The bebionic small hand, developed by RSL Steeper, will enable fundamental improvements in the lives of thousands of amputees across the world. The hand marks a turning point in the world of prosthetics as it perfectly mimics the functions of a real hand via 14 different precision grips. A bionic extension of the arm that enables the utmost dexterity will enable amputees to engage in a range of activities that would have previously been complex and unmanageable.

Looking to the future, there’s a trend of technology getting more intricate. Steeper has embraced this and created a smaller hand with advanced technology that is suitable for women and teenagers

Nicky Ashwell, 29, born without a right hand. She received Steeper’s latest innovation at a fitting by The London Prosthetics Centre, a private facility providing expert services in cutting-edge prosthetics.

Before being fitted with the device, Ashwell would use a cosmetic hand without movement. As a result, she learned to carry out tasks with one hand.

The bebionic small hand has been a major improvement to her life, enabling her to do things previously impossible with one hand, such as riding a bike, gripping weights with both hands, using cutlery, and opening her purse.

A product manager for an online fashion forecasting and trend service, she said: “When I first tried the bebionic small hand it was an exciting and strange feeling. It immediately opened up so many more possibilities for me.

“I realised that I had been making life challenging for myself when I didn’t need to. The movements now come easily and look natural. I keep finding myself being surprised by the little things, like being able to carry my purse while holding my boyfriend’s hand. I’ve also been able to do things never before possible, like riding a bike and lifting weights.”

The Bebionic small hand works using sensors triggered by the user’s muscle movements that connect to individual motors in each finger and to powerful microprocessors. The technology comprises a unique system which tracks and senses each finger through its every move – mimicking the functions of a real hand.

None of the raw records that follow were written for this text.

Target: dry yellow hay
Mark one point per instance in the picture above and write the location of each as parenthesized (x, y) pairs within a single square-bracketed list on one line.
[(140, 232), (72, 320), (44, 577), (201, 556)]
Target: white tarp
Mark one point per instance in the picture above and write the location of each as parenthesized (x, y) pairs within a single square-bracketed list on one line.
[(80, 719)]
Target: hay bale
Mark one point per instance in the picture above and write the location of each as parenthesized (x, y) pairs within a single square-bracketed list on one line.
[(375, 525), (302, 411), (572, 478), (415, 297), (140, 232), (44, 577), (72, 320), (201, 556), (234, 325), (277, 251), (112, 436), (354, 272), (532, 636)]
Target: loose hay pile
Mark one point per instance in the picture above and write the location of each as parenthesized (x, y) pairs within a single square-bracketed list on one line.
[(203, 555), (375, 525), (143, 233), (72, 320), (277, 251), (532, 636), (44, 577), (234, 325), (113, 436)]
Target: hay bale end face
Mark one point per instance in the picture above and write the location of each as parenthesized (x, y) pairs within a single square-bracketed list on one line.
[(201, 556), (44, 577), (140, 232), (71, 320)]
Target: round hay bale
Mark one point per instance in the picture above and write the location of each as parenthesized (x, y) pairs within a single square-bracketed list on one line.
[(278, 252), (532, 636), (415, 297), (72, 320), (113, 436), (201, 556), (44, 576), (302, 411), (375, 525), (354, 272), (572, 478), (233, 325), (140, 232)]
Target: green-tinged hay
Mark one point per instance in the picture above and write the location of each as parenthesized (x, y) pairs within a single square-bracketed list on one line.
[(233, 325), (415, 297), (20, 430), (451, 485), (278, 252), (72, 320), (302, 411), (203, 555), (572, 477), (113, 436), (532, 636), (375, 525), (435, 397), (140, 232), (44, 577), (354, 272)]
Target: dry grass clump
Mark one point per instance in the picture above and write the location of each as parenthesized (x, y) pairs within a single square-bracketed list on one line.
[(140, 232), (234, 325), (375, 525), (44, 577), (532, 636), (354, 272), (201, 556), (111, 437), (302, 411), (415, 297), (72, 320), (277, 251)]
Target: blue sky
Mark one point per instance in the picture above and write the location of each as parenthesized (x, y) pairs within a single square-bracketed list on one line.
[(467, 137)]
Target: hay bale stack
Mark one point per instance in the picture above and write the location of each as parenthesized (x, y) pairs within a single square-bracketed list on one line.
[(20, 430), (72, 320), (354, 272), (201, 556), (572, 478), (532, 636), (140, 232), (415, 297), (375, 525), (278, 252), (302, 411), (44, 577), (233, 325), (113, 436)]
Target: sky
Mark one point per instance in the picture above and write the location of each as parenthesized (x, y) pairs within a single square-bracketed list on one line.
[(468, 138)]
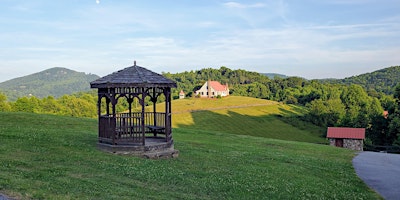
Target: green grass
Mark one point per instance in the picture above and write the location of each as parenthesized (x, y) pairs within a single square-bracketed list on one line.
[(246, 116), (53, 157)]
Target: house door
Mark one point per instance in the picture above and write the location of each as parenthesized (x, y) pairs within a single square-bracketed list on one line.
[(339, 142)]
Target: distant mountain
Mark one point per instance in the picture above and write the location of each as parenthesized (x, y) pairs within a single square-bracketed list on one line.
[(383, 80), (273, 75), (54, 82)]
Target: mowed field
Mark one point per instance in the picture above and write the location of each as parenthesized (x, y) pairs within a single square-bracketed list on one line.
[(245, 116), (55, 157)]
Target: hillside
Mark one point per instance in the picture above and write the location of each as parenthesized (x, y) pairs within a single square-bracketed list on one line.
[(38, 161), (273, 75), (51, 82), (245, 116), (383, 80)]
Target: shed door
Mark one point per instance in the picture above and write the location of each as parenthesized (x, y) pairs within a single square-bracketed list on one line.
[(339, 142)]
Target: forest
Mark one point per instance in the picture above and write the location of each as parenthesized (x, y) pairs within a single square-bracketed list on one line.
[(350, 102)]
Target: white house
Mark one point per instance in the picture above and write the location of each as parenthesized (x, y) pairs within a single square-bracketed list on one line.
[(213, 89), (181, 94)]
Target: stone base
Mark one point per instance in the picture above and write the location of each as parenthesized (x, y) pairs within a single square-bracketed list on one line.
[(154, 148)]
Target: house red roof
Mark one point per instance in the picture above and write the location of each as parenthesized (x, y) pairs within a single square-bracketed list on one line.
[(217, 86), (347, 133)]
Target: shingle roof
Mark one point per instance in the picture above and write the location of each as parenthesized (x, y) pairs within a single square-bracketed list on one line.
[(346, 133), (134, 76), (217, 86)]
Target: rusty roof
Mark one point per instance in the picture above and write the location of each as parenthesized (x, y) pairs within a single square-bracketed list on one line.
[(134, 76), (346, 133), (217, 86)]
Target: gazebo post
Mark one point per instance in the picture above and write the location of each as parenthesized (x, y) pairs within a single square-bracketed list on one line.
[(143, 116), (167, 94), (154, 100)]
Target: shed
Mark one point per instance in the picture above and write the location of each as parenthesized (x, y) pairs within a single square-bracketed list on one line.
[(351, 138), (140, 132)]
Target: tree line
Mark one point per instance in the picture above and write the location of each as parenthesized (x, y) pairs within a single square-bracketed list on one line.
[(336, 103), (328, 104)]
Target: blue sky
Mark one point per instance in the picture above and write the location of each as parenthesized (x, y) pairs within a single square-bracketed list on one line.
[(308, 38)]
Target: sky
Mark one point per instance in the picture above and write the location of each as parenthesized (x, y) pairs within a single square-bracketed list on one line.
[(309, 38)]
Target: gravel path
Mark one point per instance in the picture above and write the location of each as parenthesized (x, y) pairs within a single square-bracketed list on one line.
[(380, 171)]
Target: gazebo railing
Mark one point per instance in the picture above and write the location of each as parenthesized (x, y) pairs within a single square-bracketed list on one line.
[(128, 127)]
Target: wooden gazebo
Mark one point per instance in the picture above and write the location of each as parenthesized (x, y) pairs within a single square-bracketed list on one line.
[(135, 131)]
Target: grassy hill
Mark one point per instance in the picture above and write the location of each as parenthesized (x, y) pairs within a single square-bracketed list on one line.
[(53, 157), (51, 82), (245, 116)]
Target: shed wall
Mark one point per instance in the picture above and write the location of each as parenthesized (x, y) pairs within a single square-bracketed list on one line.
[(353, 144)]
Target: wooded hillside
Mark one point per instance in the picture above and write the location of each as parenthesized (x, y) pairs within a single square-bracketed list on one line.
[(383, 80), (51, 82)]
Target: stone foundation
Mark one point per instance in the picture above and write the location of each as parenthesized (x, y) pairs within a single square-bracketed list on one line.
[(153, 149)]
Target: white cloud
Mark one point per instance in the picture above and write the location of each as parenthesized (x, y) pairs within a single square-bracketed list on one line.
[(242, 6)]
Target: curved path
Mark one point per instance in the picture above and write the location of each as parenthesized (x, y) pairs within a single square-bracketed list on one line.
[(380, 171)]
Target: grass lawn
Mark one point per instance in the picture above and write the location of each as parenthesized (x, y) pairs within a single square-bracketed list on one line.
[(53, 157), (245, 116)]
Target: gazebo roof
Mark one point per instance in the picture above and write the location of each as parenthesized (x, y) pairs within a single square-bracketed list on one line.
[(134, 76)]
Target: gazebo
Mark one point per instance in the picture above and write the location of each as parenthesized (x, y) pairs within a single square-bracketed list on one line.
[(135, 131)]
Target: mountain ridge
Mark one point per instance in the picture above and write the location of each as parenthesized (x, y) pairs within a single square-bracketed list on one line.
[(55, 82)]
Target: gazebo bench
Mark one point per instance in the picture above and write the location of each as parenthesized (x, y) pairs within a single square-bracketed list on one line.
[(156, 129)]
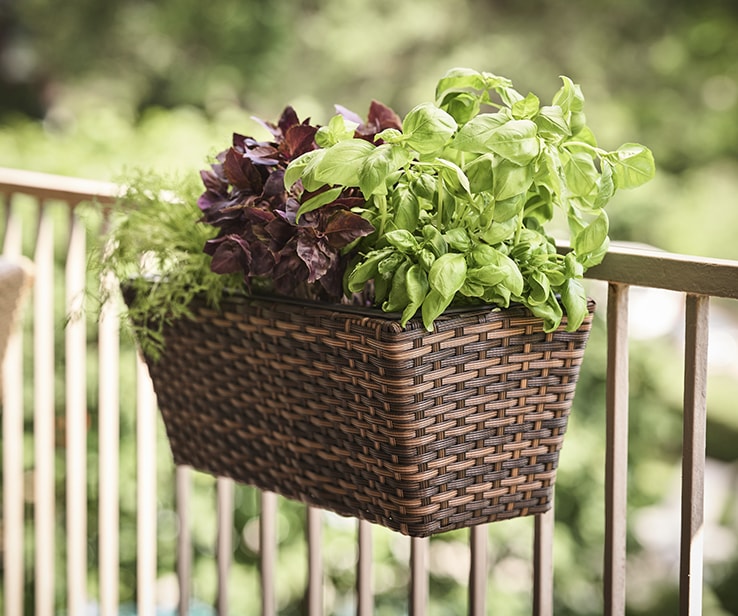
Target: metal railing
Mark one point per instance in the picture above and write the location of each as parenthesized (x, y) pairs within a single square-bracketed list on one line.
[(58, 233)]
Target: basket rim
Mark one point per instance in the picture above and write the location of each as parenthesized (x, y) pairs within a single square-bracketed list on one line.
[(389, 321)]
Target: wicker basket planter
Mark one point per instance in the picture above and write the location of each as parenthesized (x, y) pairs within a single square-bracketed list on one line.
[(420, 432)]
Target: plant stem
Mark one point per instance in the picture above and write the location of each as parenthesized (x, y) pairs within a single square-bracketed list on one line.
[(382, 207), (439, 213)]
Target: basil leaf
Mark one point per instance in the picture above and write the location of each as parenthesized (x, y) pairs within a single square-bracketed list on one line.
[(606, 186), (574, 298), (569, 97), (511, 179), (366, 270), (552, 123), (402, 240), (458, 239), (452, 177), (516, 140), (378, 167), (342, 162), (302, 168), (459, 79), (434, 240), (633, 165), (592, 236), (480, 172), (540, 288), (526, 108), (433, 306), (550, 312), (406, 207), (500, 231), (447, 274), (462, 106), (338, 129), (319, 200), (428, 128), (476, 134), (398, 296), (416, 284), (581, 173)]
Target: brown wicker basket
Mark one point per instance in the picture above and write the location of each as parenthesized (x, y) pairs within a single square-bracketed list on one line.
[(420, 432)]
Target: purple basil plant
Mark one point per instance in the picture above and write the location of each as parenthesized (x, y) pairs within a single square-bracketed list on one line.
[(259, 235)]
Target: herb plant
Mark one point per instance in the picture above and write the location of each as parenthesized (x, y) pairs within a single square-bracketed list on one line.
[(447, 206), (459, 197)]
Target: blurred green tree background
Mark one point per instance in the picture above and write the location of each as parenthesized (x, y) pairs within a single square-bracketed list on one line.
[(93, 89)]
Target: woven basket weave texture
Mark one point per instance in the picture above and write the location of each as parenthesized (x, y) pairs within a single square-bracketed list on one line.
[(420, 432)]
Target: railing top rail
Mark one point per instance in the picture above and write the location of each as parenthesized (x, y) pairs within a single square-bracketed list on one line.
[(645, 266), (48, 186), (631, 264)]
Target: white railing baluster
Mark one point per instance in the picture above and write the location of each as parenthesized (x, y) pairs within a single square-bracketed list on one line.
[(184, 538), (419, 563), (44, 416), (543, 563), (364, 589), (268, 552), (315, 562), (478, 570), (76, 420), (225, 541), (109, 452), (146, 478), (693, 458), (12, 422), (616, 457)]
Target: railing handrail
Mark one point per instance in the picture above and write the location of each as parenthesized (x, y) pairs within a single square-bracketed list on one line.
[(49, 186), (631, 264), (699, 278)]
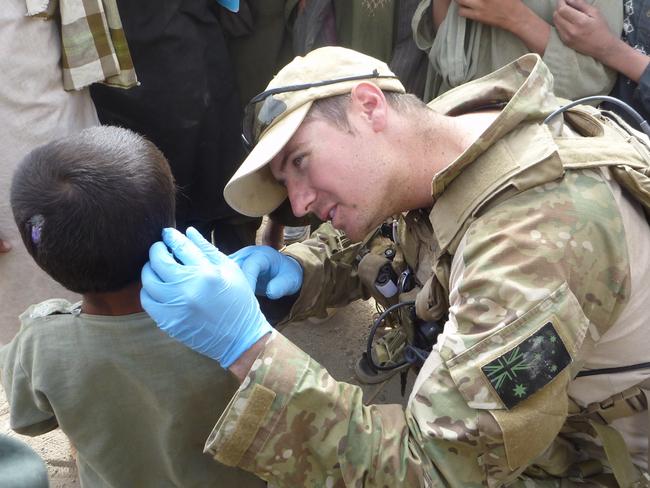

Development follows seven years of research and manufacturing, including the use of Formula 1 techniques and military technology along with advanced materials including aerograde aluminium and rare Earth magnets.

Ted Varley, technical director at Steeper, said: “Looking to the future, there’s a trend of technology getting more intricate. Steeper has embraced this and created a smaller hand with advanced technology that is suitable for women and teenagers.

“An accurate skeletal structure was firstly developed, with the complex technology then specifically developed to fit within this in order to maintain anatomical accuracy. In other myoelectric hands the technology is developed first, at the expense of the lifelikeness.”

The Bebionic small hand weighs approximately 390g – the same as a large bar of Galaxy chocolate. It measures 165mm from base to middle fingertip – the size of an average woman’s hand and is strong enough to handle up to 45kg. The hand contains 337 mechanical parts and is the only multi-articulated hand with patented finger control system using rare Earth magnets.”